2016年4月10日日曜日

湿布薬


2年に一度厚生労働省が診療報酬点数の改定を行います。

改めて言うまでもなく、診療報酬点数とは保険診療を行う上での「定価」です。日本には国民皆保険制度があり、全国どこでもこの点数を基に全国一律に病院やクリニックを受診したときにかかる費用が決められています。

公費負担があって、生活保護の方や、重度障害の方、あるいはひとり親世帯の方などで自己負担が無い方でも、国や自治体などが自己負担分を肩代わりしているだけであって、無料で診療を受けれるわけではありません。

さて、今年の改定の年にあたり、4月1日から実施されていますが、整形外科診療所としては大きく変わったのは、いわゆる湿布薬と呼ばれる外用のパップ剤・テープ剤の処方に関する点です。

もともと歴史的に日本では「膏薬」と呼ばれる消炎鎮痛方法があり、それを簡易に行うための湿布薬が広く流布していました。これはメントールやハッカ成分により、皮膚の冷感点を刺激して痛みを緩和するというもの。

おそらく30年ほど前に、「カトレップ」という湿布薬が初めてNSAIDと呼ばれる消炎鎮痛の薬効成分を湿布薬の中に混ぜて発売しました。以後、湿布薬は様々な内服薬に用いられる消炎鎮痛成分を含有するものが主流となり、「内服薬に比べて副作用の心配が無い」という理由でその消費量は増加の一途をたどってきました。
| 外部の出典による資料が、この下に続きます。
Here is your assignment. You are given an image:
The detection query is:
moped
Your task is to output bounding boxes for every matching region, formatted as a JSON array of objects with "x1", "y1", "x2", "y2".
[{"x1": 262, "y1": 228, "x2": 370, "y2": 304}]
しかし、その中には、一度に何枚も使用したり、何度も貼り替えたりする不適切な使用が現実に実態として多くあることは以前より問題として指摘されていました。自分のクリニックに通院されている患者さんでも、そういう使い方をしているという話はよく聞きました。

今までにも、できるだけ用法・用量を守るようにお話ししてきたつもりですが、医療費の中で湿布薬が占める割合が無視できない状況となっていることは間違いのない事実です。これからは、実態にそくした厳しい処方が求められています。
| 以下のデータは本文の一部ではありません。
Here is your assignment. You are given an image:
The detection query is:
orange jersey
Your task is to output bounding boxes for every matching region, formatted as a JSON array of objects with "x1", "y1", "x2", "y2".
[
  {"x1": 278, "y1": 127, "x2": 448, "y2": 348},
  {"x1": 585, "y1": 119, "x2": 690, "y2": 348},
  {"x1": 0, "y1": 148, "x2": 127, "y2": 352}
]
現実に、欧米ではもともと湿布薬は薬品としては認められていません。これは、薬効成分の血中移行があまり多くないためだと思われます。本来、皮膚は外界から体内を守るための強力なバリアですから、そう易々と薬が浸み込むはずがない。

例えば100mgの薬効成分を含む湿布薬で、使用した後の最高血中濃度は100ng/ml程度です。つまり、1mlの血液当たりに含まれていた薬効成分の1,000,000分の1が移行しているということ。これはどの湿布薬についてもほぼ同じ。
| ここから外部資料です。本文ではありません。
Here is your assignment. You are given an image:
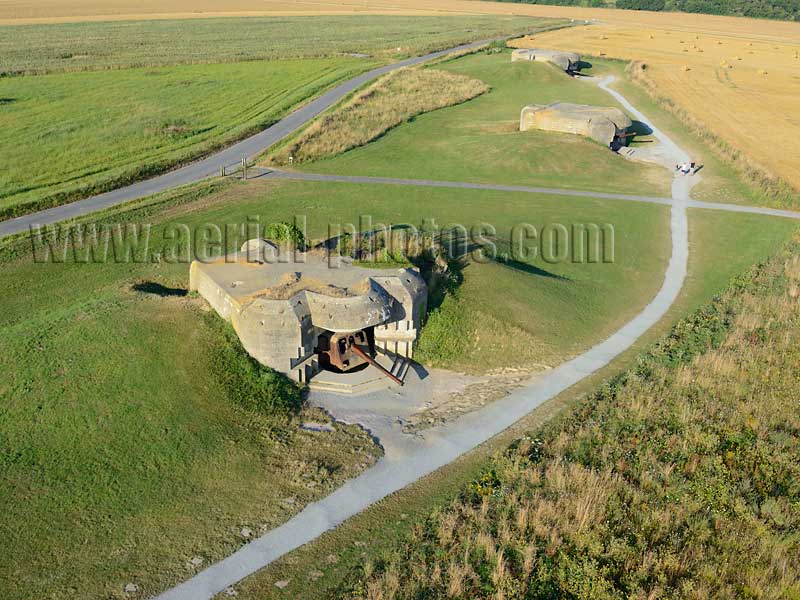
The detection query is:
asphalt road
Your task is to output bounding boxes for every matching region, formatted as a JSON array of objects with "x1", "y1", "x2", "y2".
[{"x1": 0, "y1": 40, "x2": 494, "y2": 237}]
最近経皮吸収性の高いことが売りの湿布薬が新規に発売されましたが、一枚に含まれる薬効成分40mgに対して最高血中濃度は約750ng/mlです。従来のものより、格段の吸収性を認めますが、皮膚のかぶれなどの問題もかなり多くなっているようです。

湿布薬の中には、メントール成分を減らして、匂いを弱くしたものがあります。同じ患者さんに匂うものと匂わないものを使用してもらうと、匂う方が利くという意見を頂くことが圧倒的に多い。つまり、貼った時の「ジーンとする感じ」、「じわじわと浸みてくる感じ」などが「よく利いている」と感じさせる要因であるということです。

今まで散々湿布薬を処方していて、今更何を言っているとお叱りを受けるかもしれませんが、湿布薬については一定の効果は認めるものの、このような事情を十分に考慮して適正な使用を心掛ける必要があることをご理解いただきたいと思います。